No caso de alguém querer deixar bens – ou dinheiro – a alguém específico, essa vontade tem de ficar expressa por escrito, em vida, através do testamento. Este documento é também a forma de reconhecer a existência de dívidas, substituir um testamento anterior, perfilhar ou deserdar alguém, e de indicar substitutos para os herdeiros, caso estes não possam ou não queiram aceitar a herança.
O testamento é ainda uma forma de deixar bem expresso o tipo de cerimónia fúnebre e outros desejos que a pessoa queira ver respeitados após a morte. Porém, quando há um testamento e nele estão nomeados como herdeiros outros que não os legítimos, estes apenas herdam uma quota da herança, pois a lei protege o cônjuge, os ascendentes e os descendentes – os herdeiros legitimos – garantindo-lhes sempre uma parcela do património.
Na prática, uma pessoa não pode decidir com inteira liberdade como quer distribuir a sua herança.
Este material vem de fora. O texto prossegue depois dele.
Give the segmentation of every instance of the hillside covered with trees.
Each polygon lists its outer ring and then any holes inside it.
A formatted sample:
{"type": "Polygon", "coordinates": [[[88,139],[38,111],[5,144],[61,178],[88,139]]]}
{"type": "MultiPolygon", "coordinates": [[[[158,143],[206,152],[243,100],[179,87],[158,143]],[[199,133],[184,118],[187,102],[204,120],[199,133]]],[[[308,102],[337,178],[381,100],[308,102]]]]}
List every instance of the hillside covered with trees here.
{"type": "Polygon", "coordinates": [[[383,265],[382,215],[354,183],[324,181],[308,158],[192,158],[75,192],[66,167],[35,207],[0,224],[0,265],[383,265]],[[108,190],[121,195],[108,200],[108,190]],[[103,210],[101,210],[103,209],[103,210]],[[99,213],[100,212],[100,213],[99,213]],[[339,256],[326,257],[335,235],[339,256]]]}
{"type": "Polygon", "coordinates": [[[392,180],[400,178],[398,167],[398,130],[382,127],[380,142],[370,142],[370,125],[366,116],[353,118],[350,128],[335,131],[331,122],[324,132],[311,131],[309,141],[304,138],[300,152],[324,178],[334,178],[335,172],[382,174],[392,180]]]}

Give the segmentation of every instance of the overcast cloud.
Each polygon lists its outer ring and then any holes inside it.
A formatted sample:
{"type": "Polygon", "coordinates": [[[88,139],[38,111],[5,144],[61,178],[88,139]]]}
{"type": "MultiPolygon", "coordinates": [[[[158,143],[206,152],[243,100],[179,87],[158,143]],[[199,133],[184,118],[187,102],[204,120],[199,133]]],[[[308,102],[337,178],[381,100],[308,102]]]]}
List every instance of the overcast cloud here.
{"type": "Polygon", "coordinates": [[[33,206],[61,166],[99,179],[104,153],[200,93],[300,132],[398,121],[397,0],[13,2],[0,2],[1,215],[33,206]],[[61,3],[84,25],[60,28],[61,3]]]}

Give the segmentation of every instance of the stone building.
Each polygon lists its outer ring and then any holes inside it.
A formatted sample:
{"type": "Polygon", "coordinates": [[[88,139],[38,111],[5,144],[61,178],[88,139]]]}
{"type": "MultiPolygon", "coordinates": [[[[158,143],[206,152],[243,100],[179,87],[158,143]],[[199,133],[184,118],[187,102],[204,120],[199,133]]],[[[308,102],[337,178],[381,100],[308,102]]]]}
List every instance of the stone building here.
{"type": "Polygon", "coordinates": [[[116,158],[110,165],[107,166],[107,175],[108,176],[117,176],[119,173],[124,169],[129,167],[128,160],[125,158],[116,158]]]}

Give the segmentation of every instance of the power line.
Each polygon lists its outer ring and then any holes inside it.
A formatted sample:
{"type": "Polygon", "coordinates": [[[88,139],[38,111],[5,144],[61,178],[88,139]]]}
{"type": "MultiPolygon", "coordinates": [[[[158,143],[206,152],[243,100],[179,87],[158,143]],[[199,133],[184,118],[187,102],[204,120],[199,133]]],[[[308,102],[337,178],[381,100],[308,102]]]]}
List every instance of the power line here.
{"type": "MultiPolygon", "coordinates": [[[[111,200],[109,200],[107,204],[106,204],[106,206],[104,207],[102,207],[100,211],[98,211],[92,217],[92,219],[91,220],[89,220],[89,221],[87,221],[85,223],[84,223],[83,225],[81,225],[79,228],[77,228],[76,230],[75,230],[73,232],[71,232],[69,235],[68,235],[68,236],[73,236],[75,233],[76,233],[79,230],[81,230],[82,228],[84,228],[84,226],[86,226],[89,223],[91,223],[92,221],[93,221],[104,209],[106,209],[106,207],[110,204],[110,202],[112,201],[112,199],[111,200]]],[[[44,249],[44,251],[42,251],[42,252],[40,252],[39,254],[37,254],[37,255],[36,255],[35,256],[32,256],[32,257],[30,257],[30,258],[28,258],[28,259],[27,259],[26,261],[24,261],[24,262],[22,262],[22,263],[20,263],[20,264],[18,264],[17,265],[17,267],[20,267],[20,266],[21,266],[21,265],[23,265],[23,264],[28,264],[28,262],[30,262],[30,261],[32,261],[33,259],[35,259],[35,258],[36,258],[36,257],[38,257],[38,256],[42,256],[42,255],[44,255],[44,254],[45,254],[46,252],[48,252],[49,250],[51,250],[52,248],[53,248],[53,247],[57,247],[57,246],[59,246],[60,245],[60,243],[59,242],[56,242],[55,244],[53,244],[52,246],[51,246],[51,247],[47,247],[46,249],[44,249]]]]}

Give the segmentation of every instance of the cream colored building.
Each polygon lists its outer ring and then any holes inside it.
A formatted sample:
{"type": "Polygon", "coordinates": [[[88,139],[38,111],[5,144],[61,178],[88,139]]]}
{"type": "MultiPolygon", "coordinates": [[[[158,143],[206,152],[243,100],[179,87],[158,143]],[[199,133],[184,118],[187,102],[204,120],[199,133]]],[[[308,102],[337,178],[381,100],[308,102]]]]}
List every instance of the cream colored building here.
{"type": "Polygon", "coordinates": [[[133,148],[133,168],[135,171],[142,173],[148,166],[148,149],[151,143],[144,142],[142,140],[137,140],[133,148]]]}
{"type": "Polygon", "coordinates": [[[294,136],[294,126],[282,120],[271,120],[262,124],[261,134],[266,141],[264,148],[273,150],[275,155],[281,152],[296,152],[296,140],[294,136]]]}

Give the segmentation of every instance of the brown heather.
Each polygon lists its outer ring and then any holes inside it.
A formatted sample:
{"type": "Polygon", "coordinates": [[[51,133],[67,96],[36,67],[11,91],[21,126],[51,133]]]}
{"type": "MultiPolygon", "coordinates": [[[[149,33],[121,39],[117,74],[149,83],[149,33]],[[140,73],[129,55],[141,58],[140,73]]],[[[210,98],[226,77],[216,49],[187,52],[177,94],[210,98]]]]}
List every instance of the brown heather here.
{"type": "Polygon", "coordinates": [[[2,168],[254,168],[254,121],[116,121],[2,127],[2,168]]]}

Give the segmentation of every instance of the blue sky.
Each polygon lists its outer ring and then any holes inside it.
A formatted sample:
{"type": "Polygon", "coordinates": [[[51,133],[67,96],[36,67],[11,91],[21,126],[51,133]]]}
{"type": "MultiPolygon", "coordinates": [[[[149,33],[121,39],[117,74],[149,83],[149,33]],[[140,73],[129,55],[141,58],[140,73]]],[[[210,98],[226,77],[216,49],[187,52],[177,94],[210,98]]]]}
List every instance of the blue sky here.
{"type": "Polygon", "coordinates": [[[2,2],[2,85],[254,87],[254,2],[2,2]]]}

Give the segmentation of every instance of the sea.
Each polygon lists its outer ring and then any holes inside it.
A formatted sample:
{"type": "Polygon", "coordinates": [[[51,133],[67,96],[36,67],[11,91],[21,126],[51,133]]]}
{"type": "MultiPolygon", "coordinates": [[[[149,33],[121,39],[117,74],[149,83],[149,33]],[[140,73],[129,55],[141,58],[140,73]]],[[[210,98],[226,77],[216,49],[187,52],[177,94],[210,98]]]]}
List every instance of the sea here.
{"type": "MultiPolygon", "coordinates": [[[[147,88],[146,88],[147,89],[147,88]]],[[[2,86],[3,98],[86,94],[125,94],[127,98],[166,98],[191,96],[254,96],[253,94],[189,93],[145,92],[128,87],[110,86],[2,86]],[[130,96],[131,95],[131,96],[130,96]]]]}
Os herdeiros legítimos (cônjuge, descendentes e ascendentes) terão sempre direito à quota legítima. “A quota legítima é de metade se for chamado a suceder apenas o cônjuge ou quando forem chamados a suceder apenas os pais do falecido, sendo de um terço se forem chamados ascendentes de segundo grau ou seguintes, essa quota é ainda de metade se for chamado apenas um descendente. Em todos os outros casos a quota legítima é sempre de dois terços do valor da herança”, esclarece o site Sucessões na Europa, da responsabilidade da Conselho de Notários da União Europeia. No caso de uma pessoa casada com dois filhos, dois terços do valor da herança serão automaticamente distribuídos pela sua mulher e os dois filhos. Esta pessoa apenas poderá decidir sobre a distribuição dos seus bens relativamente a um terço do seu património. Essa parcela pode ser deixada a qualquer outro beneficiário, mesmo que não seja familiar.
De notar que não é obrigatório aceitar uma herança. Mas quem não quiser herdar tem de expressar essa vontade por escrito.
A relação de bens é obrigatória
A relação de bens é obrigatória, mas este processo é diferente conforme seja para entregar no âmbito de um inventário ou para entregar nas Finanças. No primeiro caso, o cabeça de casal, deve especificar os bens deixados pelo falecido discriminando os títulos de crédito, o dinheiro, os objetos de ouro, prata e pedras preciosas, os bens móveis e os bens imóveis, e todos os outros bens em causa. O cabeça de casal deve ainda especificar o valor de cada bem e as dívidas. Depois, a relação de bens deverá ser entregue num cartório notarial.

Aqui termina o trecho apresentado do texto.